Extraordinary Attorney Woo season 1, episode 16 recap
The good news, though, is that this show overall has really been quite something, a consistently enjoyable ride that uses its bumper-length finale to really wrap up the majority of its ongoing storylines in a sweet way. Sure, it doesn’t cover every base, but it covers enough not to undermine everything that came before. All told, at the time of writing, I think this is the best k-drama of the year.
That’s nice, isn’t it? In its acting, and especially its writing, Extraordinary Attorney Woo has never failed to impress on some level. The extra wiggle room here allows for the machinations of the ongoing Raon case to be swept under the rug without leaving the character drama idling, so it’s a decent balance all told.

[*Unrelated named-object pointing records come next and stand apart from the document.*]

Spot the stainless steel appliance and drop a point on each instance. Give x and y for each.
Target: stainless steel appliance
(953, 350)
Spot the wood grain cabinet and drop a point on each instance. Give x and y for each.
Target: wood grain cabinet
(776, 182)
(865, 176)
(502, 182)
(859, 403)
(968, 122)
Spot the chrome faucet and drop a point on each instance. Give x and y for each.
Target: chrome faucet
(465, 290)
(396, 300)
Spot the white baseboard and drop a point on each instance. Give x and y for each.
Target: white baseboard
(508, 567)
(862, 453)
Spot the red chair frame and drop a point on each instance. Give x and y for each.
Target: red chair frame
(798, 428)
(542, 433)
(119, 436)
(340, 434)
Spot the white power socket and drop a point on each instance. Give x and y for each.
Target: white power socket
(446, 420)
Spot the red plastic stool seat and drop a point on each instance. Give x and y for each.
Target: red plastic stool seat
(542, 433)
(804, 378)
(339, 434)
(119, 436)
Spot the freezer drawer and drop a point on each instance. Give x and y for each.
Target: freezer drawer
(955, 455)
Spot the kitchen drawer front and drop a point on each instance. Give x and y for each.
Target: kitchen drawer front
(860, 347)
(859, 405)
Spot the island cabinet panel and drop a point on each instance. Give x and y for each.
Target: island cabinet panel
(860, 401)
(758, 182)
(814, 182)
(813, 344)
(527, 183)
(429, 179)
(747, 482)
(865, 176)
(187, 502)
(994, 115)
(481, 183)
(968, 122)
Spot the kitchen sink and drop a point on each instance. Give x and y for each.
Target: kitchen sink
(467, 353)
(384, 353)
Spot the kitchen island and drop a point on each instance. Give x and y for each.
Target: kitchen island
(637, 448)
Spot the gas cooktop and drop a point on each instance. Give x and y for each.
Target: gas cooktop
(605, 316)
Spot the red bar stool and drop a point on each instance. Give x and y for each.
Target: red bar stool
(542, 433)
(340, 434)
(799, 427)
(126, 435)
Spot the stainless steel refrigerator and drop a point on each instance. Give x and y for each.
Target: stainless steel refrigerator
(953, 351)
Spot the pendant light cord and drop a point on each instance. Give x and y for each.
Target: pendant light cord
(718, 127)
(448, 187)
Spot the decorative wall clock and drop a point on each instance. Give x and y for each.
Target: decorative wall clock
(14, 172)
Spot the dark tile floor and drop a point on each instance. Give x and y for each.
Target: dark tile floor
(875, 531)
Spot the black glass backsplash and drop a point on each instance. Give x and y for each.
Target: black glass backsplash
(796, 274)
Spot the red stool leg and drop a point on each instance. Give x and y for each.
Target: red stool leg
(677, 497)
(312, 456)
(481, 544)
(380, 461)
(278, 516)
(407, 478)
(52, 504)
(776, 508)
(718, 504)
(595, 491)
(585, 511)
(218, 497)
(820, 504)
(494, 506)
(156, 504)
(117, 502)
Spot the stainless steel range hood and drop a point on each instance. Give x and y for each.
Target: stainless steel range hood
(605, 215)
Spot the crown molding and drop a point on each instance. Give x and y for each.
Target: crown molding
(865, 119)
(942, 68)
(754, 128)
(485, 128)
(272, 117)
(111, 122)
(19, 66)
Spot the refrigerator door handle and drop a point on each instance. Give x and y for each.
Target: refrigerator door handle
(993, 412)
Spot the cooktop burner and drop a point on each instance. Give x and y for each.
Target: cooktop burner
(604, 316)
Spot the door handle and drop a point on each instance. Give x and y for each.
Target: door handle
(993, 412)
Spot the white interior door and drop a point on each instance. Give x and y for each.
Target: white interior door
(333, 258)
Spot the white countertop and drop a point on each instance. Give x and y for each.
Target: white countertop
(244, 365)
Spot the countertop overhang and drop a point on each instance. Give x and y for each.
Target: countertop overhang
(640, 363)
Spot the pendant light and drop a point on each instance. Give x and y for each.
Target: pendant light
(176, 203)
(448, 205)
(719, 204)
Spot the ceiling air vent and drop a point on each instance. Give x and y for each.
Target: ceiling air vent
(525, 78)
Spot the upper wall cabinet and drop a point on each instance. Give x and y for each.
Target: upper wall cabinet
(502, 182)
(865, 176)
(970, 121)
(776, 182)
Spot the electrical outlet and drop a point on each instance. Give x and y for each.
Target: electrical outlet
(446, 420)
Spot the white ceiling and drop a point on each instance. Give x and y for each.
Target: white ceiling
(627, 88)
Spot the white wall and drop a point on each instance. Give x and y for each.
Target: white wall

Anyway, Raon. As we learned in the previous episode, the hacker was Tae Su-mi’s cybersecurity genius son, Sang-hyeon, who you know is smart because he has shelves full of Rubik’s cubes – they come with instructions! – and confesses to his mother almost immediately, though she implores him to keep shtum since she’s vying for a Ministry position. You know how it is.
Nevertheless, Sang-hyeon admits his involvement to Hanbada and records a confession to be used if necessary. By folding the development of this case into Young-woo’s personal life we actually manage to kill two birds with one stone, as a lot of development leads to Young-woo personally visiting Su-mi at Taesan and imploring her to allow Sang-hyeon to testify; to be the mother to him that she never was to Young-woo. A touching, great scene this, and amounts to something substantial, since Su-Mi is there to see Young-woo question him on the stand, and even steps down from the Ministry position.
Even at this latest of late stages, Extraordinary Attorney Woo pulls off, I’d say, the best interweaving of plot and character thus far in the season.
And it’s one among several satisfying character developments. Min-woo doesn’t betray Young-woo. Myeong-seok recovers. And, more crucially than anything else, Young-woo and Jun-ho don’t break up after all.
It’s that last one that’s really important, and while the outcome is a mite predictable, it was certainly satisfying. And don’t get me started on the ending scenes. I mean, I’m not an especially sentimental guy, but blimey, seeing Gwang-ho’s pride at Young-woo being given a full-time contract, and seeing the whole thing come full circle as Young-woo boards the subway, I was pretty choked.
And that’s what matters, isn’t it? Some loose ends or clipped arcs notwithstanding, Extraordinary Attorney Woo accomplished something that so much art fails to – it made you feel something.